Today I felt like I was completely at the bottom. From the moment I woke up, it had a grip on me. I couldn’t find any energy, and I couldn’t find a reason to even have energy. It actually felt as though forcing myself to take the next breath and each breath after that was the only thing keeping me on this side of sanity.
As I fought my way through the day, it occurred to me that feeling this way – like I was hitting the bottom – should feel like the ultimate comfort. For you are no longer hovering or floating and having to sustain your place in thin air. But it didn’t. It was dark and scary. Everything seemed futile. My bones practically ached from the heaviness of it. From the bottom looking up, it seemed as though getting out of the pit would take a herculean effort.

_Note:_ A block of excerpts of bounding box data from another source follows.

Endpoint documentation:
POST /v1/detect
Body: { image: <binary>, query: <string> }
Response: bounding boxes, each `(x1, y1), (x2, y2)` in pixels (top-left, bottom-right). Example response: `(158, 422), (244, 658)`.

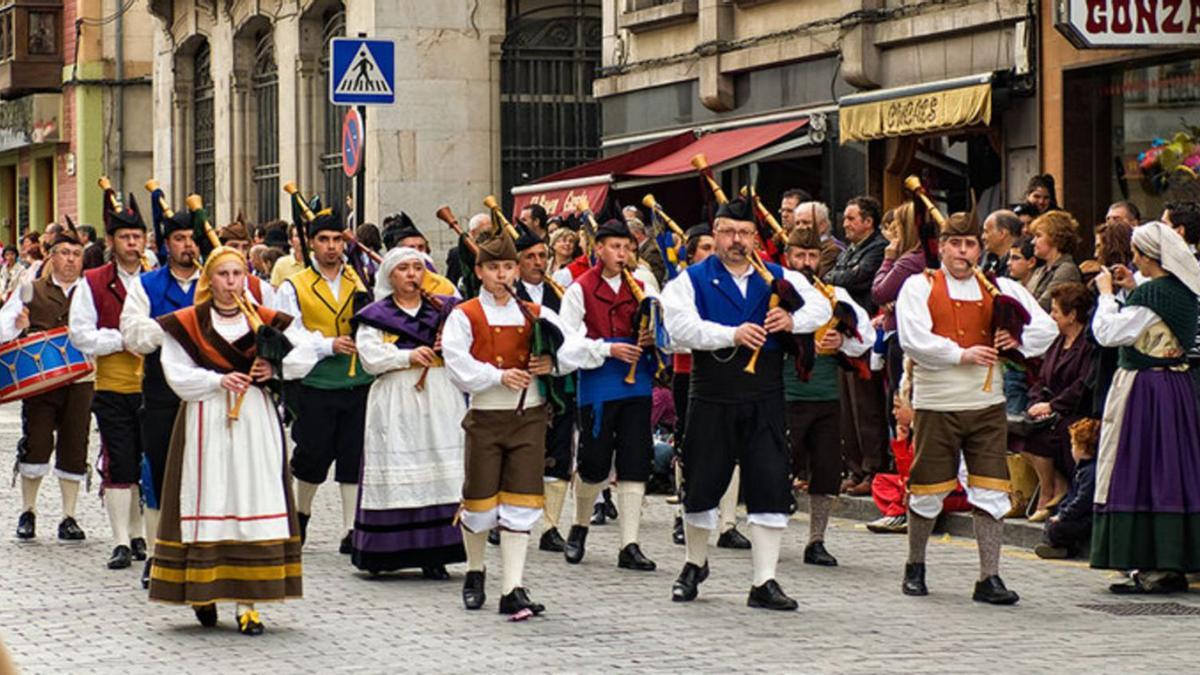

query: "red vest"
(575, 265), (642, 340)
(84, 262), (125, 328)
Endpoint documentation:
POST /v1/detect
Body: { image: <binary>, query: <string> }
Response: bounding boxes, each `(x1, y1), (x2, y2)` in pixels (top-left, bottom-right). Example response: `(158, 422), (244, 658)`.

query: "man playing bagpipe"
(662, 199), (833, 610)
(563, 220), (656, 572)
(784, 226), (875, 567)
(120, 186), (200, 587)
(516, 227), (576, 552)
(0, 223), (94, 540)
(442, 233), (578, 617)
(70, 182), (154, 569)
(276, 206), (372, 555)
(895, 203), (1057, 604)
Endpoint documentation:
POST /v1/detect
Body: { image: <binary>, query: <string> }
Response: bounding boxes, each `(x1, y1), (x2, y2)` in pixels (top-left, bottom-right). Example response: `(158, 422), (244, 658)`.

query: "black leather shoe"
(746, 579), (800, 611)
(192, 603), (217, 628)
(563, 525), (588, 565)
(462, 572), (487, 609)
(617, 542), (659, 572)
(900, 562), (929, 596)
(296, 512), (312, 546)
(592, 503), (608, 525)
(671, 560), (708, 603)
(421, 565), (450, 581)
(716, 527), (750, 549)
(500, 586), (546, 616)
(108, 544), (133, 569)
(804, 542), (838, 567)
(538, 527), (566, 554)
(17, 510), (37, 539)
(971, 574), (1021, 604)
(59, 516), (88, 542)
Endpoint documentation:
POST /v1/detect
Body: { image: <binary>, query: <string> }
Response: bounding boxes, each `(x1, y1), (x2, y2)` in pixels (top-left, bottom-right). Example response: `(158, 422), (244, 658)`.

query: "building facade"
(0, 0), (154, 244)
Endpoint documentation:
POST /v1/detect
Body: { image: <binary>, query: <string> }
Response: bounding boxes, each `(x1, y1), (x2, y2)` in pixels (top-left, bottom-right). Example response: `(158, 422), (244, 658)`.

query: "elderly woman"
(150, 246), (311, 635)
(350, 246), (467, 579)
(1092, 221), (1200, 593)
(1021, 283), (1094, 522)
(1030, 211), (1084, 311)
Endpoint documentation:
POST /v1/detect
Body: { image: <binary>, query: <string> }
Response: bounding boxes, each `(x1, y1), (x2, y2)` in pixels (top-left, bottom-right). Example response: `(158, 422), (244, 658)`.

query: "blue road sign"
(329, 37), (396, 106)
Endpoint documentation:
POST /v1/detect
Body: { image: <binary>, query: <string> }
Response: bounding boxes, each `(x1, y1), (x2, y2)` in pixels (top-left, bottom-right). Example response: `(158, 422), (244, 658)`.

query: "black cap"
(716, 197), (755, 222)
(596, 219), (634, 241)
(308, 209), (346, 237)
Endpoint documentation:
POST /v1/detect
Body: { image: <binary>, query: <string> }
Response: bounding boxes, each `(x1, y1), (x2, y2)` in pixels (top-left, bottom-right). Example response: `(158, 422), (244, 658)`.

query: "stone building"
(150, 0), (600, 257)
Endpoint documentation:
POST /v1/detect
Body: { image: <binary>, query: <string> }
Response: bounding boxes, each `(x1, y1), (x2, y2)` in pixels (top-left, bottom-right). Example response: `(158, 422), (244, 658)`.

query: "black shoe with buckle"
(971, 574), (1021, 604)
(804, 542), (838, 567)
(671, 560), (708, 603)
(59, 515), (88, 542)
(462, 572), (487, 609)
(617, 542), (659, 572)
(900, 562), (929, 596)
(746, 579), (800, 611)
(17, 510), (37, 539)
(108, 544), (133, 569)
(716, 527), (750, 549)
(563, 525), (588, 565)
(500, 586), (546, 616)
(538, 527), (566, 554)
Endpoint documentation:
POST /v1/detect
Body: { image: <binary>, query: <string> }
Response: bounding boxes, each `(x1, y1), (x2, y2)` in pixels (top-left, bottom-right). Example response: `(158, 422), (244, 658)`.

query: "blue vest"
(142, 267), (196, 318)
(684, 256), (784, 350)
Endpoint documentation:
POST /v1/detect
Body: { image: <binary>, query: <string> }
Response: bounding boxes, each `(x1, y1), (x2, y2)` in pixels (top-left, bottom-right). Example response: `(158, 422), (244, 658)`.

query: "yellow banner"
(838, 83), (991, 144)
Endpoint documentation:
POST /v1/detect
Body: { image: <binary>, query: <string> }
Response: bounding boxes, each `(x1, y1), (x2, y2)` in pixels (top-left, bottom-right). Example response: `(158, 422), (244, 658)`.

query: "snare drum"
(0, 325), (92, 404)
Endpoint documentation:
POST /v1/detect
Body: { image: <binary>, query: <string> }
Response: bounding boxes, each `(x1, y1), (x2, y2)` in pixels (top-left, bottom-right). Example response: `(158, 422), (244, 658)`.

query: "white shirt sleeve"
(162, 333), (223, 401)
(442, 303), (503, 394)
(1092, 293), (1158, 347)
(121, 279), (163, 354)
(67, 281), (125, 357)
(834, 286), (875, 358)
(895, 274), (962, 370)
(354, 325), (413, 375)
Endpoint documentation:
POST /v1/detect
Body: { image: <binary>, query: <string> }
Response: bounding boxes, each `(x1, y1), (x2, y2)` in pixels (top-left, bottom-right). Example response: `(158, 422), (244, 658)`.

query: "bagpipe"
(184, 195), (292, 422)
(691, 154), (804, 375)
(904, 175), (1032, 392)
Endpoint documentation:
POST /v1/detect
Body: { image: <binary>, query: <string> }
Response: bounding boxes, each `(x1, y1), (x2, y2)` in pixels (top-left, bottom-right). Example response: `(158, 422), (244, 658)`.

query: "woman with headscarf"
(350, 246), (467, 579)
(150, 246), (307, 635)
(1092, 221), (1200, 593)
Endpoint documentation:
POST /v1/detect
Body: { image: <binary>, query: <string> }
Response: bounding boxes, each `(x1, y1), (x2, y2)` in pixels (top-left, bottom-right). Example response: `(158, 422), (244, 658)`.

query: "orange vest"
(458, 298), (541, 369)
(926, 269), (992, 348)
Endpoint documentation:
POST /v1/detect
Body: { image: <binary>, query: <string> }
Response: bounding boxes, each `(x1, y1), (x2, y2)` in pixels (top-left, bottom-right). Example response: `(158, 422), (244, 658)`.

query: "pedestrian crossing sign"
(329, 37), (396, 106)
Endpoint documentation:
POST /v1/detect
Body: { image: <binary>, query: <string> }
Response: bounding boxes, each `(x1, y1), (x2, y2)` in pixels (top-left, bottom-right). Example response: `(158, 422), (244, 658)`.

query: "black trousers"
(91, 392), (142, 488)
(683, 392), (796, 513)
(787, 401), (841, 495)
(292, 384), (371, 484)
(578, 396), (654, 483)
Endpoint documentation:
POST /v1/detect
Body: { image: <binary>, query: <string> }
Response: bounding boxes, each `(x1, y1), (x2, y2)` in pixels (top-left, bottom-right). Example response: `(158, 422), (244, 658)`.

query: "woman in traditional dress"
(350, 246), (467, 579)
(1092, 221), (1200, 593)
(150, 246), (306, 635)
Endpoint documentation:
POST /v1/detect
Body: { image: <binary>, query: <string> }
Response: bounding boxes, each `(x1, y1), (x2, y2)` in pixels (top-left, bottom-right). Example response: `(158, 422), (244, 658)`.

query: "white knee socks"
(750, 522), (784, 586)
(104, 488), (133, 546)
(500, 530), (529, 595)
(617, 480), (646, 549)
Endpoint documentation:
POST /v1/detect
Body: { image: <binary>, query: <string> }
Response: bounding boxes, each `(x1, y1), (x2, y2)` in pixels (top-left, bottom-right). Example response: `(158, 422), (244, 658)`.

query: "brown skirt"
(150, 404), (304, 604)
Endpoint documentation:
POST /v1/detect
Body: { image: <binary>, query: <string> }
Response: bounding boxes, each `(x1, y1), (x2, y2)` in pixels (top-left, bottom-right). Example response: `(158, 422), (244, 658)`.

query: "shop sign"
(1055, 0), (1200, 49)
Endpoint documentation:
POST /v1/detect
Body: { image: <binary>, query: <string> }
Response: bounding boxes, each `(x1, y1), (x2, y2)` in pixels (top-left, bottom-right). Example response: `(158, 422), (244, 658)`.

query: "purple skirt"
(1096, 370), (1200, 514)
(350, 503), (467, 572)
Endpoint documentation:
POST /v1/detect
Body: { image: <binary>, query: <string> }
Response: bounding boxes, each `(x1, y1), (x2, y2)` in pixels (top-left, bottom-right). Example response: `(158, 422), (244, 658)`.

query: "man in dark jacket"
(824, 196), (889, 495)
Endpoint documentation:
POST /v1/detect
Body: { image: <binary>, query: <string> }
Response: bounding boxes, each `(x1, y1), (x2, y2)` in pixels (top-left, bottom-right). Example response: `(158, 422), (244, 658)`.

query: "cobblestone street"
(0, 405), (1200, 675)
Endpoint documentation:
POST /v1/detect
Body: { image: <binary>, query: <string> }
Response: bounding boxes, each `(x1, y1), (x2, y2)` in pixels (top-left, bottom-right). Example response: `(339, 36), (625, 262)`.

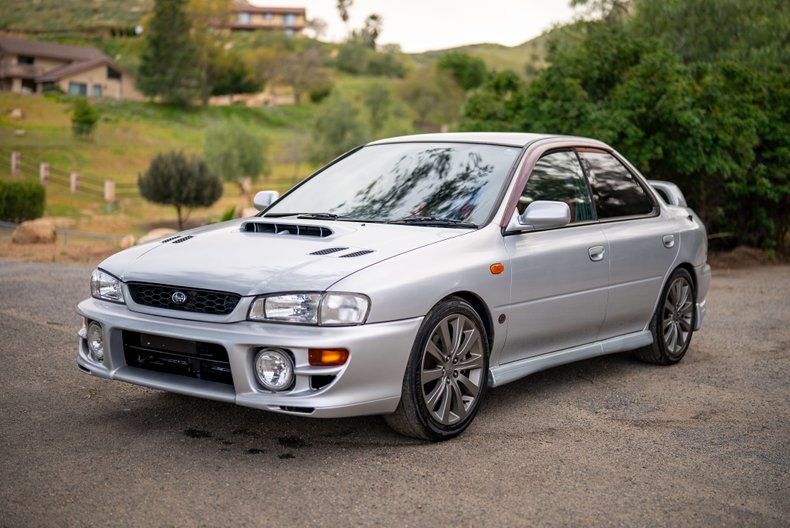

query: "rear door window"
(579, 151), (653, 219)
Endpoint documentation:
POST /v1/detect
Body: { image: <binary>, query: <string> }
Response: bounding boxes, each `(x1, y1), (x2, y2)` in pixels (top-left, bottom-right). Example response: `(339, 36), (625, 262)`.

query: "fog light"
(255, 348), (294, 391)
(86, 321), (104, 363)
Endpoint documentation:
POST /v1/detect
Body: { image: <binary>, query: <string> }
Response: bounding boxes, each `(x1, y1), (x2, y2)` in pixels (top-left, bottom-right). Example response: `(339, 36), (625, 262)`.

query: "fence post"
(104, 180), (115, 206)
(11, 151), (22, 176)
(38, 161), (49, 185)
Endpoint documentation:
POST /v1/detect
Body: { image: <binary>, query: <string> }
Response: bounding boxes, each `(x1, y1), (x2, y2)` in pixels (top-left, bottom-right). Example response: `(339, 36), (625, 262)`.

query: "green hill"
(0, 0), (154, 35)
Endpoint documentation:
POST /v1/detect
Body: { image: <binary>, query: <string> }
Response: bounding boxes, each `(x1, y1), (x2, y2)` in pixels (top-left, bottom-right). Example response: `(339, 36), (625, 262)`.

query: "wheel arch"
(437, 290), (494, 355)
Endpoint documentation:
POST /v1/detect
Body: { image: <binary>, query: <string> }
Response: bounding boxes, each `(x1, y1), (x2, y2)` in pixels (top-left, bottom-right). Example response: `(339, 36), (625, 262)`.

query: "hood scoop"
(161, 235), (195, 244)
(310, 248), (348, 255)
(241, 222), (332, 238)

Then I remembered that the wings of God are mentioned in the Bible as a sheltering place. A place of comfort, strength, and safety.
“Be merciful to me, O God, be merciful to me! For my soul trusts in you, and in the shadow of Your wings I will make my refuge until these calamities have passed by.” Psalm 57:1
“How precious is Your lovingkindness, O God! Therefore the children of men put their trust under the shadow of Your wings.” Psalm 36:7
Although I wish it wouldn’t have taken me half a day to reach for my Bible, I was flooded with peace as I read through both of these verses. I don’t have to do my life alone. I’m not meant to suffer through the blues alone. And, most importantly of all, I don’t need to have it all together before I reach out to God. He will lift me up and shelter me in His wings.